Coats of arms became popular during the age of tournaments. Tournaments, which were reportedly invented by Godfrey de Preuilly in 11th century France, were a training ground for knights. They showed off their skills and gained fame (or infamy) almost like the gladiators of old. A tournament itself was really a series of mounted and armored combats, fought in contest form. Many knights competed but only one could win. The one who did prevail received a prize of some sort be it the daughter of a nobleman or a hefty purse of coin.

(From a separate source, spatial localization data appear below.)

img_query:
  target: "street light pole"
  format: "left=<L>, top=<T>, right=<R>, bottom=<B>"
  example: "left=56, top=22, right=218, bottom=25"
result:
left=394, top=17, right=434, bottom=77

The events themselves grew in pomp and pageantry. They were the favorite sport of medieval knights and perhaps the crowds they drew in. By the 14th century, a knight needed a coat of arms to even participate in a tournament. There were several types of tournaments in existence during the Middle Ages, each of which had a different form of combat on the menu. For example, a Joust could be an individual tournament event, taking place between just two knights, or it could be a joust a plaisance in which a series of elimination jousts took place over several days with an overall winner being decided. Each knight would receive three chances to face his opponent before being eliminated.
Of course, there was also a pas d’armes (Passage of Arms) tournament. In this type of event, one knight sent out a proclamation decreeing that he would take on all comers at a specific time and location. Then, there were team events. These were referred to as melees. A melee a pied tournament occurred when knights were on foot whereas a melee a cheval was on horseback.